Received:2024-01-03 Revised:2024-04-01 Online:2024-08-15 Published:2024-08-12

摘要/Abstract

摘要： 为提高建筑垃圾利用率,采用两种来源不同且性质差异较大的再生粗骨料来制备满足工程需求的大流动性再生混凝土,在粗骨料全替代下研究不同品质再生粗骨料及不同矿物掺合料对再生混凝土工作性、力学性能及孔结构的影响,并确定其最优配合比。结果表明:与天然粗骨料相比,再生粗骨料内部含有较多裂缝,掺入粉煤灰和矿粉后,部分颗粒填充于骨料内部缝隙之间,有利于改善混凝土和易性,但不利于混凝土强度发展。孔结构分析表明气泡体积占比越小,有益气泡占比越大,对混凝土越有利。综合考虑各项性能,推荐最优配合比为双掺粉煤灰10%(质量分数,下同)、矿粉5%,此时再生混凝土工作性满足大流动性的要求,强度满足C30强度等级要求。

关键词: 再生粗骨料, 再生混凝土, 矿物掺合料, 力学性能, 孔结构, 气泡孔径, 大流动性

Abstract: In order to improve the utilization rate of construction waste, large liquidity recycled concrete was prepared using recycled coarse aggregates with significant differences in properties from two sources to meet engineering needs. The effects of different quality recycled coarse aggregates and mineral admixtures on workability, mechanical properties and pore structure of recycled concrete were studied under the full replacement of coarse aggregates, and the optimal ratio was determined. The results show that recycled coarse aggregates contain more cracks than natural aggregates. After adding fly ash and mineral powder, some particles fill the gaps inside aggregates, which is beneficial for improving workability of concrete, but not conducive to development of concrete strength. The analysis of pore structure shows that the smaller percentage of bubble volume and the larger percentage of beneficial bubbles, the more favorable it is for concrete. Taking into account various performance factors, it is recommended that the optimal mix ratio is 10% (mass fraction, the same below) fly ash and 5% mineral powder. The workability of recycled concrete meets the requirements of large liquidity and the strength meets the requirements of C30 strength grade.

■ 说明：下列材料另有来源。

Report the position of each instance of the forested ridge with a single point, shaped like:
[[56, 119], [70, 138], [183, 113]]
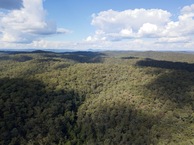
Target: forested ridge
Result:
[[96, 98]]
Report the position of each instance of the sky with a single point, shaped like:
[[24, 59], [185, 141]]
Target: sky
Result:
[[97, 25]]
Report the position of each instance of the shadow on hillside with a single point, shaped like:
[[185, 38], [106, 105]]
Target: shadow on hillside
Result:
[[130, 57], [116, 123], [31, 113], [80, 56], [175, 85], [166, 65], [17, 58]]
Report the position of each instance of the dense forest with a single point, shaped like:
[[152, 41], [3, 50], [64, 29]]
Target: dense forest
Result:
[[96, 98]]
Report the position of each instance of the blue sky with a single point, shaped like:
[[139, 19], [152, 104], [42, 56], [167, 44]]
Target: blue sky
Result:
[[98, 25]]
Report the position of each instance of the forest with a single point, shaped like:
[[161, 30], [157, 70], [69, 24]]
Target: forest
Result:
[[96, 98]]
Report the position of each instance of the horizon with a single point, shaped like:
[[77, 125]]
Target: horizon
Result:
[[97, 26]]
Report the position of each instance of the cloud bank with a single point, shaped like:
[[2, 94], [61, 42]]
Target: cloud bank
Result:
[[143, 23], [11, 4], [138, 29], [26, 24]]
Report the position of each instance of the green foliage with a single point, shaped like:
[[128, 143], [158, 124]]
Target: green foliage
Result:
[[96, 98]]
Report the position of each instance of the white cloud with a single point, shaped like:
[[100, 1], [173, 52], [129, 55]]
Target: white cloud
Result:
[[139, 29], [10, 4], [27, 24], [144, 23]]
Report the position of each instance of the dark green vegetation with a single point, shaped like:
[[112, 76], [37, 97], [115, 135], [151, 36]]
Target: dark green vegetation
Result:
[[87, 98]]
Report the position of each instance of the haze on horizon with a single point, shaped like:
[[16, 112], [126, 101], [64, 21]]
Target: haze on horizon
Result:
[[100, 25]]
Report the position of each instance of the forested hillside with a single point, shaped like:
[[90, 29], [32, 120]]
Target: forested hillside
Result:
[[96, 98]]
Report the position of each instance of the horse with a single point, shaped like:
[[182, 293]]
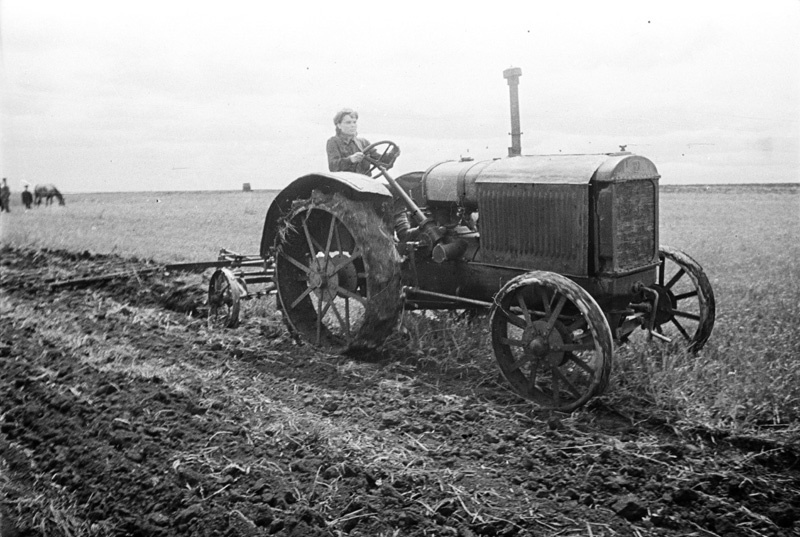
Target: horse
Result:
[[47, 192]]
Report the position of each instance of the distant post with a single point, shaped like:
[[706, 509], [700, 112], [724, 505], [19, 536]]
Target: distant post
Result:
[[512, 75]]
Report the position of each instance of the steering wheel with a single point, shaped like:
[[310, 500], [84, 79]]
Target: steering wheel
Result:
[[386, 158]]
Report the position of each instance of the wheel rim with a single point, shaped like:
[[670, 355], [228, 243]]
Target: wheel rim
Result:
[[333, 290], [551, 341], [224, 300], [686, 306]]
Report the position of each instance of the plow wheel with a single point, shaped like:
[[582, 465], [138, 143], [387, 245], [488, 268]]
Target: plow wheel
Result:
[[338, 274], [551, 340], [686, 305], [224, 300]]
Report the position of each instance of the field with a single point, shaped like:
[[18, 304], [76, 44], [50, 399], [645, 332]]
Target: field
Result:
[[177, 429]]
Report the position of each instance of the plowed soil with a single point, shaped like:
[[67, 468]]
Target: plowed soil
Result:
[[122, 413]]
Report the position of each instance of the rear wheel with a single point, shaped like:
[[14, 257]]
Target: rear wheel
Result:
[[337, 273], [551, 340]]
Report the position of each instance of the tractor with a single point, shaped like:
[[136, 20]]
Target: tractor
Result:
[[561, 250]]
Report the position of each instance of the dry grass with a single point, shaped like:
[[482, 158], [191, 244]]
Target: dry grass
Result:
[[748, 375]]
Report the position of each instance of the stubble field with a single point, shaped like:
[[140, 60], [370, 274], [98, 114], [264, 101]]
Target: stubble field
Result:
[[121, 413]]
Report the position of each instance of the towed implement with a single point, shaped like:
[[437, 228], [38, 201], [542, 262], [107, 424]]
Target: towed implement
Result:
[[561, 250]]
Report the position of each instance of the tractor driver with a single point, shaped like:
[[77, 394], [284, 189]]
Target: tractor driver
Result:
[[346, 149], [345, 154]]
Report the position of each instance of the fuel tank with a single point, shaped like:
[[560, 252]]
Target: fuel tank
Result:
[[457, 181]]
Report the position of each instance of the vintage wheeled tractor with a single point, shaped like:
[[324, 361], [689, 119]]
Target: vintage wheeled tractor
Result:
[[562, 250]]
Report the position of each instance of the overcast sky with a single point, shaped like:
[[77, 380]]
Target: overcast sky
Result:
[[177, 95]]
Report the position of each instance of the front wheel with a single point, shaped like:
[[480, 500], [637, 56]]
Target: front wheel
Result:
[[551, 340], [686, 306]]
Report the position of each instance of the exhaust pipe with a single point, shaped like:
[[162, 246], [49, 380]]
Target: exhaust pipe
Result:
[[512, 75]]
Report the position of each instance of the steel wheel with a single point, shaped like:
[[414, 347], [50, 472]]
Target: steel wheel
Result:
[[686, 305], [338, 273], [224, 300], [551, 340]]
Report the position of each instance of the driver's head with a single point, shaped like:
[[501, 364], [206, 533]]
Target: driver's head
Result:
[[346, 121]]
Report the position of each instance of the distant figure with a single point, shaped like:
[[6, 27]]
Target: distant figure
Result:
[[27, 198], [5, 197], [47, 192], [346, 149]]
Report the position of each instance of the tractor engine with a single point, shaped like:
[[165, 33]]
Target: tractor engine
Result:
[[578, 215]]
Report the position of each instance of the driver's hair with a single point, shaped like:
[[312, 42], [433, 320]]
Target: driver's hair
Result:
[[340, 116]]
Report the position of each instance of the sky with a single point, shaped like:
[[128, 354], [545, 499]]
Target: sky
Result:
[[106, 96]]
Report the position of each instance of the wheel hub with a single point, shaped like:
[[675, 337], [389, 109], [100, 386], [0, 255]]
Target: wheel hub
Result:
[[323, 278], [666, 303], [544, 345]]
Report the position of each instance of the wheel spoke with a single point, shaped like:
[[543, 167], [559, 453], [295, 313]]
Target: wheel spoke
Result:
[[295, 262], [350, 294], [554, 314], [344, 323], [513, 319], [545, 300], [681, 329], [686, 315], [301, 297], [689, 294], [526, 358], [577, 347], [556, 388], [328, 243], [678, 275], [350, 260], [580, 363], [571, 387], [524, 308], [579, 323], [307, 233], [512, 342], [534, 371]]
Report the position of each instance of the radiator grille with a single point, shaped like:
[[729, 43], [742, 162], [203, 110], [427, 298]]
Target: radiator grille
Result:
[[538, 227]]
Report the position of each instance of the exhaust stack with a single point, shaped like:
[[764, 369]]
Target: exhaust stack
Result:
[[512, 74]]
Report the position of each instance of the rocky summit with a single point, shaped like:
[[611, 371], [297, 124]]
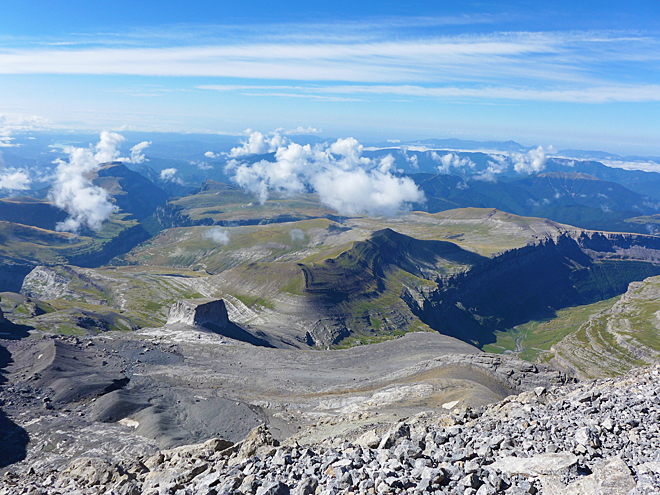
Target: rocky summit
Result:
[[591, 437]]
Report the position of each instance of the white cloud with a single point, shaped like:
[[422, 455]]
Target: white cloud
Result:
[[297, 235], [494, 168], [413, 160], [338, 173], [646, 166], [137, 155], [10, 123], [532, 162], [73, 192], [168, 175], [219, 235], [258, 144], [451, 160], [13, 179], [106, 148]]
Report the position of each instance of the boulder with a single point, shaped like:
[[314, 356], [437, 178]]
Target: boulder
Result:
[[542, 464]]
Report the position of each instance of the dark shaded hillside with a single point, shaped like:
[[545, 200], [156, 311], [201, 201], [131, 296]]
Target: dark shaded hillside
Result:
[[576, 199], [530, 283], [31, 211], [132, 192], [362, 270]]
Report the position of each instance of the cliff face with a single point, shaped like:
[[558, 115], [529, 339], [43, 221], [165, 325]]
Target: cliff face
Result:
[[199, 312], [533, 282]]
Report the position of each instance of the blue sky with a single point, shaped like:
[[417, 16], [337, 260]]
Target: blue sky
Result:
[[583, 76]]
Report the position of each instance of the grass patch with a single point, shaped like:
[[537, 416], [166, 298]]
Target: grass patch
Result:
[[536, 337]]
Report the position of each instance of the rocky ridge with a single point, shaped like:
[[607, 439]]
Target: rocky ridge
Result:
[[582, 438]]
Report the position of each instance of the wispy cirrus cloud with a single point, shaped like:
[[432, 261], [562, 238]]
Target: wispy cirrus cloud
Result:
[[587, 94], [499, 60]]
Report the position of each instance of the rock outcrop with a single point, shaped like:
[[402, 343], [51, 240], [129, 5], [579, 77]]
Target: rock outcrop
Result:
[[202, 312]]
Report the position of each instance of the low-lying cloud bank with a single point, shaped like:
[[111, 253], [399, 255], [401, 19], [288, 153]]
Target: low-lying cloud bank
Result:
[[87, 204], [343, 179]]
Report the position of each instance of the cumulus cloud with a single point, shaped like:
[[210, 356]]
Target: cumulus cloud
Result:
[[169, 175], [344, 179], [297, 235], [219, 235], [10, 123], [14, 179], [258, 144], [451, 160], [495, 167], [106, 148], [413, 160], [646, 166], [532, 162], [73, 192], [137, 155]]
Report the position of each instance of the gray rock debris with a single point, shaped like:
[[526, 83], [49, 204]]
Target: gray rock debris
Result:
[[599, 437]]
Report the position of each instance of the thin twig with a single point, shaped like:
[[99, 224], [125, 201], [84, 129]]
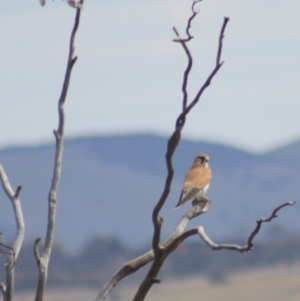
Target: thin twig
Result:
[[19, 237], [43, 259], [249, 245]]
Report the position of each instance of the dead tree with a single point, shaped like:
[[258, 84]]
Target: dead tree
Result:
[[43, 257], [160, 251]]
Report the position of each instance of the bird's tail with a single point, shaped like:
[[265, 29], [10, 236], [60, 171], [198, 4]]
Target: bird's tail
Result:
[[180, 202]]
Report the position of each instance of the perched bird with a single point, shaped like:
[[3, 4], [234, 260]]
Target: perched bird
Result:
[[196, 181]]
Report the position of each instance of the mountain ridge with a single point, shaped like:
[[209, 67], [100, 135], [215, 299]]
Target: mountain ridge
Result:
[[112, 180]]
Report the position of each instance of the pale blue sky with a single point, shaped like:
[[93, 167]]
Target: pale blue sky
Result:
[[129, 72]]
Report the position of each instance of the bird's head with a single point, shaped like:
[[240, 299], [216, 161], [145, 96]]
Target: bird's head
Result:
[[201, 159]]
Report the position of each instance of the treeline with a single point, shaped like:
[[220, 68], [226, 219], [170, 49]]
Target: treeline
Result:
[[101, 257]]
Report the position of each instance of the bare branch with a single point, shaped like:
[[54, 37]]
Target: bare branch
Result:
[[36, 250], [43, 259], [19, 237], [161, 254], [135, 264], [2, 288], [249, 245], [181, 119]]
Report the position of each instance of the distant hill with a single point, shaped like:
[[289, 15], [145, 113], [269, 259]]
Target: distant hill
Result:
[[110, 185]]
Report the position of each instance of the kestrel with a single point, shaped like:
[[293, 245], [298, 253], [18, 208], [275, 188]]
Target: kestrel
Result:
[[196, 181]]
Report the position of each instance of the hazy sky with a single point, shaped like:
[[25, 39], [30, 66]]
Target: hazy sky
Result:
[[129, 73]]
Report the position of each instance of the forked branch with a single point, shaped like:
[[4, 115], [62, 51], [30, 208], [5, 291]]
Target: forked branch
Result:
[[43, 258]]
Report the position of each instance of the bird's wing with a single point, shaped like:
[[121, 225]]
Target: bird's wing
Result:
[[197, 177], [186, 195]]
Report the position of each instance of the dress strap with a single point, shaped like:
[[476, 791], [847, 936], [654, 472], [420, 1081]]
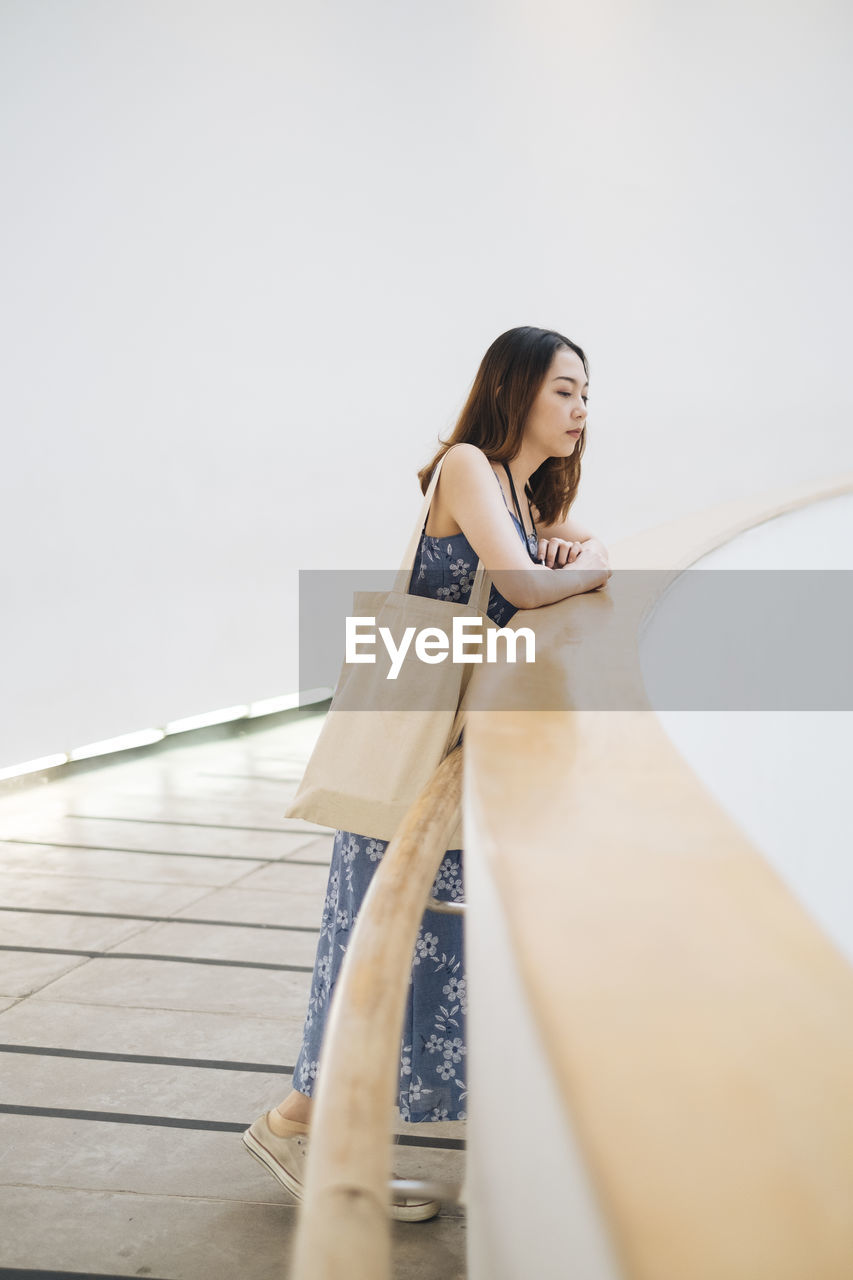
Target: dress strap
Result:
[[518, 508]]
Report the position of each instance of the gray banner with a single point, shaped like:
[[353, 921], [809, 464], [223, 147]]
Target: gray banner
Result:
[[693, 640]]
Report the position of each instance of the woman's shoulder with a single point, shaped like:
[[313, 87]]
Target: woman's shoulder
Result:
[[465, 458]]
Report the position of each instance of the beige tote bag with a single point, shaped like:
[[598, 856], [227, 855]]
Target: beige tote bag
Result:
[[375, 753]]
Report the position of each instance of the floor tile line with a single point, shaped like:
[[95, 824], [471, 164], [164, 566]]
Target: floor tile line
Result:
[[162, 919], [147, 853], [144, 955], [147, 1059], [205, 1125], [210, 826]]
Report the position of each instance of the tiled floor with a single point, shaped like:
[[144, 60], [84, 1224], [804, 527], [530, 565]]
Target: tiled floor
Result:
[[158, 923]]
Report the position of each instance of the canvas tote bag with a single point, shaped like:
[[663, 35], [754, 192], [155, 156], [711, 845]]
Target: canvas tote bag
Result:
[[375, 752]]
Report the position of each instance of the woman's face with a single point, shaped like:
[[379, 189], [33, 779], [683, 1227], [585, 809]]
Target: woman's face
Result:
[[560, 406]]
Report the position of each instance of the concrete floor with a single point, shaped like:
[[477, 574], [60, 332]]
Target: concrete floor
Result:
[[156, 940]]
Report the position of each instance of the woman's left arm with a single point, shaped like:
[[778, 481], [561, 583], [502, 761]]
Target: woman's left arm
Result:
[[568, 531]]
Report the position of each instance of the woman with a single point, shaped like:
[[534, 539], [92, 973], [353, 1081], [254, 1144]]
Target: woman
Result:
[[523, 430]]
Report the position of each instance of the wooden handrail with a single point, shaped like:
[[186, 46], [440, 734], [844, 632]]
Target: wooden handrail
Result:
[[696, 1019], [345, 1226], [606, 789]]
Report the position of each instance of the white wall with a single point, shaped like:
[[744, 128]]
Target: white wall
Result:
[[781, 775], [254, 254]]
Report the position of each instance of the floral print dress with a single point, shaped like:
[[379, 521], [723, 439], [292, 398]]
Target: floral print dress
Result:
[[433, 1045]]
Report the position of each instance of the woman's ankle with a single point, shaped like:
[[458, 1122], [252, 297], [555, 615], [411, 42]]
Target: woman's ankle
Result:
[[296, 1107]]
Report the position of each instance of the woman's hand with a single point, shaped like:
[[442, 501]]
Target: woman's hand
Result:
[[596, 563], [556, 552]]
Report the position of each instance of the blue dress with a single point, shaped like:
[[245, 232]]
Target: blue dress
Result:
[[433, 1045]]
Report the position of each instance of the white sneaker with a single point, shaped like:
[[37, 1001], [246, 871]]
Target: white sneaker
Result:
[[286, 1156]]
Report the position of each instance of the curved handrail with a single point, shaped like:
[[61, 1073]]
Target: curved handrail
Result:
[[349, 1169], [724, 1016]]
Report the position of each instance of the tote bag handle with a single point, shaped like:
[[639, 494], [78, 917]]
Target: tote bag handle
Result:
[[404, 575]]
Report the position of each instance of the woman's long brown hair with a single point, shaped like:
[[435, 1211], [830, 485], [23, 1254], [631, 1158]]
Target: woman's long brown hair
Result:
[[518, 362]]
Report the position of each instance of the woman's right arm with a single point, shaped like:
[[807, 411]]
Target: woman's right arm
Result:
[[474, 501]]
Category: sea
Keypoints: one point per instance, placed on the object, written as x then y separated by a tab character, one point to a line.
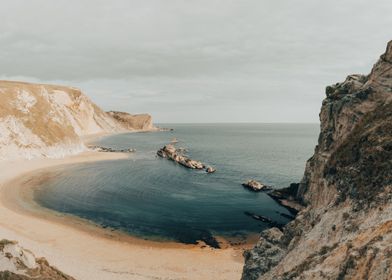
156	199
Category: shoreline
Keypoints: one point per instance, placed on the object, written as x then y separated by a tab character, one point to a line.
49	234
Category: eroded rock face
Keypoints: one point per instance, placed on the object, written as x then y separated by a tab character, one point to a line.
345	231
255	186
38	120
17	263
170	152
134	122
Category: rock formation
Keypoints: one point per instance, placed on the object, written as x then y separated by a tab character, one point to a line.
48	121
170	152
20	264
256	186
134	122
345	231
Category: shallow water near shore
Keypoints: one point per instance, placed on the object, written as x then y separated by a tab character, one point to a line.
157	199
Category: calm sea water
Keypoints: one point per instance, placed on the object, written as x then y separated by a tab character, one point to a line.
154	198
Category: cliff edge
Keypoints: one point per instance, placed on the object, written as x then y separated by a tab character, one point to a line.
39	120
345	230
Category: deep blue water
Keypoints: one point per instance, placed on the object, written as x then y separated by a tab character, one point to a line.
154	198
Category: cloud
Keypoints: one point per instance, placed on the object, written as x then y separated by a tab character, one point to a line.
232	60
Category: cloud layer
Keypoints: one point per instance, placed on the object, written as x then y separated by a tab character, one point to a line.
195	61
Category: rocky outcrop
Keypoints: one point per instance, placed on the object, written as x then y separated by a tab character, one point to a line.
255	186
345	231
133	122
20	264
48	121
170	152
110	150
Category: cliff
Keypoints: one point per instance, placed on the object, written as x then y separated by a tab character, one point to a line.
48	121
345	230
18	263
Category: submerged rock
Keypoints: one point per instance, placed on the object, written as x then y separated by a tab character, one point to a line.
256	186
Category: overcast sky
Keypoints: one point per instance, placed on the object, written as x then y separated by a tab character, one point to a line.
195	61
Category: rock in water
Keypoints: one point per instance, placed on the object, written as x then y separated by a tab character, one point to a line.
210	169
255	186
170	152
345	229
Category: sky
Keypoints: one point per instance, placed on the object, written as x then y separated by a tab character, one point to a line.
195	61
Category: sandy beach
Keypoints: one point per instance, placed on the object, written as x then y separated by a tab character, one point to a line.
89	252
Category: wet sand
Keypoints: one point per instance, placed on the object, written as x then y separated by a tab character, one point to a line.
87	251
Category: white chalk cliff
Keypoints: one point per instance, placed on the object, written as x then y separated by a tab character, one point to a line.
39	120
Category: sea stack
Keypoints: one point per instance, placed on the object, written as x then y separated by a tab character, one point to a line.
255	186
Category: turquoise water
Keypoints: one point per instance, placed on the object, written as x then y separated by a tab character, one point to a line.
154	198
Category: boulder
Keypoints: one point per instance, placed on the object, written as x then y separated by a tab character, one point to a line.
255	186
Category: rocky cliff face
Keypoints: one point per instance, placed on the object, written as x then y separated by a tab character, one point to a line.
48	121
345	231
20	264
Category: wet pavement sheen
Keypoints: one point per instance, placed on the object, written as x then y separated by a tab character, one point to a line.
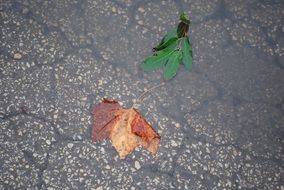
221	124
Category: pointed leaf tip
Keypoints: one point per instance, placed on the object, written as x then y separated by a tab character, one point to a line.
172	65
187	53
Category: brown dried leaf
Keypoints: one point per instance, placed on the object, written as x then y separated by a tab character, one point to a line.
126	128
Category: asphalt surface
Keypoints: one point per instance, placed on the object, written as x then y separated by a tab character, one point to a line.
221	125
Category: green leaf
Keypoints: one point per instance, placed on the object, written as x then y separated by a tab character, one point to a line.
156	61
184	18
172	65
169	35
167	43
187	53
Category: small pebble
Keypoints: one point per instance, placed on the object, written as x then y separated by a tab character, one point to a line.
137	165
18	56
69	145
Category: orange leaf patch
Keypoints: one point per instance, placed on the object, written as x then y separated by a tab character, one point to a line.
126	128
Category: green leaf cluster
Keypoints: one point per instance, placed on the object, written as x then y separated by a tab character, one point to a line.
173	50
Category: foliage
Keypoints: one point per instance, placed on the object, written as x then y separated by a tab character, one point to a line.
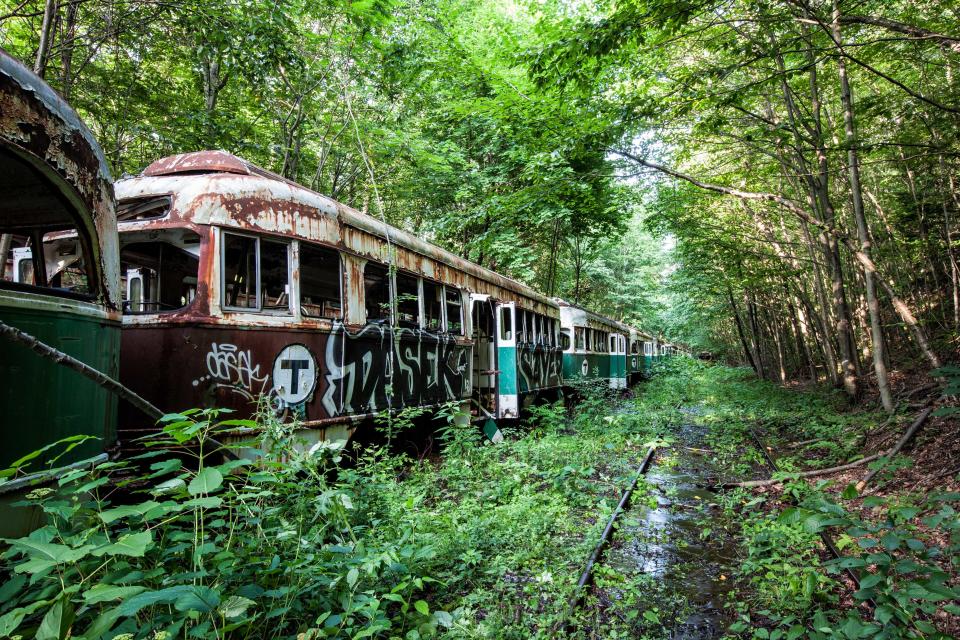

Key words: recycled coarse aggregate, recycled concrete, mineral admixture, mechanical proporty, pore structure, bubble pore size, large liquidity

中图分类号:

TU528

张玉栋, 张佳帅, 贾吉龙, 李晓辰, 霍刚, 谢龙, 孟志鹏, 高玉增, 曹颖卓. 粗骨料全替代再生混凝土的孔结构与力学性能分析[J]. 硅酸盐通报, 2024, 43(8): 3005-3016.

ZHANG Yudong, ZHANG Jiashuai, JIA Jilong, LI Xiaochen, HUO Gang, XIE Long, MENG Zhipeng, GAO Yuzeng, CAO Yingzhuo. Analysis of Pore Structure and Mechanical Properties of Recycled Concrete with Full Replacement of Coarse Aggregate[J]. BULLETIN OF THE CHINESE CERAMIC SOCIETY, 2024, 43(8): 3005-3016.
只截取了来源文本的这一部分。